Reading the Affordable Care Act as a whole, it’s clear that Congress meant to provide subsidies on both federal and state exchanges. For one thing, why establish a federal exchange that doesn’t actually work? As an amicus brief submitted by a group of legal scholars put it, “Congress does not write statutes to fail.”
And yet the challengers insist that their bizarre, noncontextual reading of the law is the only possible one. A majority of federal judges who have reviewed the case have thrown out this argument. So should the Supreme Court. Even if the court were to consider the law ambiguous, under its own precedent it must defer to an agency’s reasonable interpretation of the statute’s wording.
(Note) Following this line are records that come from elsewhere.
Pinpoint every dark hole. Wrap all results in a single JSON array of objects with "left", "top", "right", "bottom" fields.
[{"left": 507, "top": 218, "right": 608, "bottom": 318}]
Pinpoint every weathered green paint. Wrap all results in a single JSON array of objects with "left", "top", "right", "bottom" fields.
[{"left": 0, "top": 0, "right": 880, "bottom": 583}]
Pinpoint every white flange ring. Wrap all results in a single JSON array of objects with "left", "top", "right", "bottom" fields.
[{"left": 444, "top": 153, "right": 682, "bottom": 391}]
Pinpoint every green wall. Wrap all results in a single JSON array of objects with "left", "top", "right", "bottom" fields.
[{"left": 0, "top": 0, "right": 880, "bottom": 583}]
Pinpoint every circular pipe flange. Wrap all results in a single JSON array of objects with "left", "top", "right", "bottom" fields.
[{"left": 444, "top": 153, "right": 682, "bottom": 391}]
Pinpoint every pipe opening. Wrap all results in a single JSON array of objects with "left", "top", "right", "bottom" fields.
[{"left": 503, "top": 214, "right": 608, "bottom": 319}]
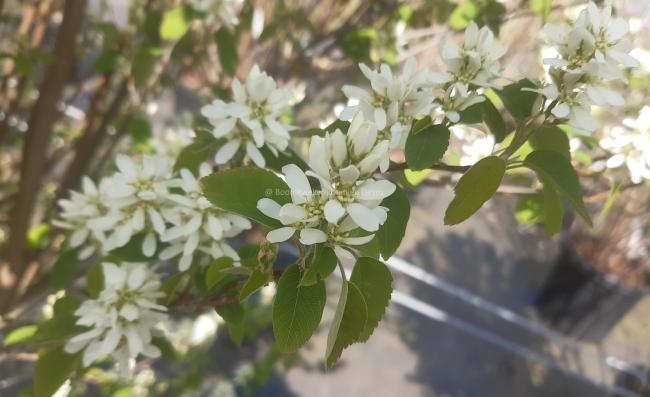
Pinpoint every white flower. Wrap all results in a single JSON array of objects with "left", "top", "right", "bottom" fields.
[
  {"left": 544, "top": 3, "right": 639, "bottom": 80},
  {"left": 320, "top": 217, "right": 375, "bottom": 265},
  {"left": 195, "top": 0, "right": 242, "bottom": 29},
  {"left": 451, "top": 126, "right": 494, "bottom": 165},
  {"left": 201, "top": 65, "right": 293, "bottom": 167},
  {"left": 161, "top": 163, "right": 251, "bottom": 271},
  {"left": 437, "top": 83, "right": 485, "bottom": 123},
  {"left": 52, "top": 176, "right": 109, "bottom": 259},
  {"left": 89, "top": 155, "right": 172, "bottom": 256},
  {"left": 600, "top": 106, "right": 650, "bottom": 183},
  {"left": 65, "top": 263, "right": 167, "bottom": 375},
  {"left": 339, "top": 58, "right": 433, "bottom": 148},
  {"left": 436, "top": 21, "right": 507, "bottom": 87},
  {"left": 257, "top": 164, "right": 330, "bottom": 244},
  {"left": 309, "top": 113, "right": 389, "bottom": 185}
]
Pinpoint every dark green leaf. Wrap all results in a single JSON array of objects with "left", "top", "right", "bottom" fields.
[
  {"left": 524, "top": 150, "right": 592, "bottom": 225},
  {"left": 214, "top": 26, "right": 238, "bottom": 76},
  {"left": 529, "top": 126, "right": 571, "bottom": 160},
  {"left": 445, "top": 156, "right": 506, "bottom": 225},
  {"left": 201, "top": 167, "right": 291, "bottom": 228},
  {"left": 495, "top": 79, "right": 537, "bottom": 121},
  {"left": 34, "top": 347, "right": 80, "bottom": 397},
  {"left": 350, "top": 258, "right": 393, "bottom": 342},
  {"left": 404, "top": 124, "right": 450, "bottom": 171},
  {"left": 160, "top": 5, "right": 194, "bottom": 40},
  {"left": 260, "top": 146, "right": 309, "bottom": 172},
  {"left": 273, "top": 264, "right": 326, "bottom": 353},
  {"left": 376, "top": 186, "right": 411, "bottom": 259},
  {"left": 300, "top": 244, "right": 337, "bottom": 286},
  {"left": 51, "top": 250, "right": 79, "bottom": 290},
  {"left": 3, "top": 324, "right": 38, "bottom": 347},
  {"left": 325, "top": 280, "right": 368, "bottom": 368}
]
Here, that agency is the I.R.S., which has issued a rule affirming that subsidies are available no matter who establishes the exchange.
The challengers disingenuously say that Congress can go back and change the wording, knowing full well that Republicans on Capitol Hill hate the law almost as much as they do. The states that currently rely on federally operated exchanges could set up their own, but many — egged on by the challengers — have already refused to do that.
Whatever legal games the challengers play, this case has never been more than a ginned-up, baseless attack on one of the most important pieces of social legislation of the last generation. The health of millions of Americans hangs in the balance. And now it is not even clear that the four plaintiffs have legal standing to bring the lawsuit.
So how did the suit get so far? That is an excellent question, and only the Supreme Court can answer it.